# Disease Norm

In this example, we'll be writing an application to extract *mentions of* diseases from Pubmed abstracts, using annotations from the [BioCreative CDR Challenge](http://www.biocreative.org/resources/corpora/biocreative-v-cdr-corpus/).  This tutorial, which has 5 parts, walks through the process of constructing a model to classify _candidate_ disease mentions as either true (i.e., that it is truly a mention of a disease) or false.

## Plan of action:

Two types of LFs:
1. TYPE I: Leveraging sources of WS (e.g. DS)
2. TYPE II: Expressing heuristics (e.g. magnifying user effort)

TYPE I:
- Need to break up MESH into subtrees and have each one be an LF!
- Need to provide negative signal

TYPE II:
- Conduct "simulated expert" experiment: go through, label examples, write LFs- what is the effective multiplier over binary labeling??
    * E.g. "renal failure"; add {"renal" -> "kidney"} to synonym map

In [1]:
%load_ext autoreload
%autoreload 2
%matplotlib inline

import numpy as np
from snorkel import SnorkelSession
session = SnorkelSession()

The autoreload extension is already loaded. To reload it, use:
  %reload_ext autoreload


In [2]:
from snorkel.models import candidate_subclass

Disease = candidate_subclass('Disease', ['disease'])

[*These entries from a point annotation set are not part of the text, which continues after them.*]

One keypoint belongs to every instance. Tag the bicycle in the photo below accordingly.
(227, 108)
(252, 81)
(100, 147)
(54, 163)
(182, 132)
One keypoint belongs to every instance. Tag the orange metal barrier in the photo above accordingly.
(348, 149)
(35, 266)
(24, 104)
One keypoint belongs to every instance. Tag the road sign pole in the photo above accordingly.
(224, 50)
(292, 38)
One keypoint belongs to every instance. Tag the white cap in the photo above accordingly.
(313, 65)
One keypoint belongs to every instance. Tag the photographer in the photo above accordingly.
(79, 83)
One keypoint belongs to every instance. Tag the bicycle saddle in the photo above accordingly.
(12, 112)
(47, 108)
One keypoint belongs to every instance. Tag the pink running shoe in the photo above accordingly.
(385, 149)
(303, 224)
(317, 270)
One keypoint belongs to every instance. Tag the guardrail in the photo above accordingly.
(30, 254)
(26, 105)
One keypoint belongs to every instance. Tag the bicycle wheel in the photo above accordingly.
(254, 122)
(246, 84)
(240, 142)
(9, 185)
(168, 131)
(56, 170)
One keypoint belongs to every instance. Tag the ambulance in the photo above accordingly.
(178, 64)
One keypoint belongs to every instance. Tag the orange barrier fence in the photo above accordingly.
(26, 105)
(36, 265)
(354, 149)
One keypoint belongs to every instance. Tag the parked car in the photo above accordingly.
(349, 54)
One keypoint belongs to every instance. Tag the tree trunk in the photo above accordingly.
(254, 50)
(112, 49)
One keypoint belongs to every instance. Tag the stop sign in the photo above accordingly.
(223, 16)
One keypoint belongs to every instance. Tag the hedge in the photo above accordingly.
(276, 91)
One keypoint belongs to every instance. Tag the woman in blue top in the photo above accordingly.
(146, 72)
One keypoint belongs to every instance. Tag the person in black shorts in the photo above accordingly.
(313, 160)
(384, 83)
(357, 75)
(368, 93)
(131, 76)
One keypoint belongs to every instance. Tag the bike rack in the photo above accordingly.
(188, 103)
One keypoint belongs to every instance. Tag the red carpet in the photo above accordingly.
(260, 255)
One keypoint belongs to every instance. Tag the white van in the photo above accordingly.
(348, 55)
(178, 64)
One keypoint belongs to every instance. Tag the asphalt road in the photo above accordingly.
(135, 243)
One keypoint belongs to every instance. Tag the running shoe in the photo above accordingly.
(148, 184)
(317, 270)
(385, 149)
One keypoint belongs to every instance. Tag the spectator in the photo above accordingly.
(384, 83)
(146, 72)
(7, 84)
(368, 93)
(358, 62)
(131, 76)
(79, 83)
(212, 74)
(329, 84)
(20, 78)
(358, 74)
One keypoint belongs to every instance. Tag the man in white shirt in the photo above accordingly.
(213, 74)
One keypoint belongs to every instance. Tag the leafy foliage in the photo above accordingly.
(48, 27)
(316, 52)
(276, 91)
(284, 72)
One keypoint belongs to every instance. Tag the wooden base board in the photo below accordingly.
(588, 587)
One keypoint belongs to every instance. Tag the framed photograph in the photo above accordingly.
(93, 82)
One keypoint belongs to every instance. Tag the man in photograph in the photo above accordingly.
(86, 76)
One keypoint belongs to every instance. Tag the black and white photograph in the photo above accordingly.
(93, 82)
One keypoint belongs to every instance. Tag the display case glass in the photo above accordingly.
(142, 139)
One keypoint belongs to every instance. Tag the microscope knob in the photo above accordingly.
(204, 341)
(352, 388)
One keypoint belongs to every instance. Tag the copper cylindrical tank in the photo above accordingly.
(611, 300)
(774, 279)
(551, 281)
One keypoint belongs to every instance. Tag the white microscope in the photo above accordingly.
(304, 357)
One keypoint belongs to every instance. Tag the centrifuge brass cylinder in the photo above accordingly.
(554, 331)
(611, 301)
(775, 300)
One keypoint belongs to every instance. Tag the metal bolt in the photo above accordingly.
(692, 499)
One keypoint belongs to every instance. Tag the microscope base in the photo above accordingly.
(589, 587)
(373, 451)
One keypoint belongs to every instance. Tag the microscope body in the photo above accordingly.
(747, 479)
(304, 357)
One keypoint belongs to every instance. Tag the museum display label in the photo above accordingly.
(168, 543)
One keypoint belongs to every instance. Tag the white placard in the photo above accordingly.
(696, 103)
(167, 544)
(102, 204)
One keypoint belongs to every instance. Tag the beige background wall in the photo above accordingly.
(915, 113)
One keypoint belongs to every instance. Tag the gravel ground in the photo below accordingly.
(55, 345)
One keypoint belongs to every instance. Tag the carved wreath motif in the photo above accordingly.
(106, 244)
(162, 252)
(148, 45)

## Loading `CandidateSet` objects

We reload the training and development `CandidateSet` objects from the previous parts of the tutorial.

In [3]:
from snorkel.models import CandidateSet

train = session.query(CandidateSet).filter(CandidateSet.name == 'CDR Training Candidates').one()
dev = session.query(CandidateSet).filter(CandidateSet.name == 'CDR Development Candidates').one()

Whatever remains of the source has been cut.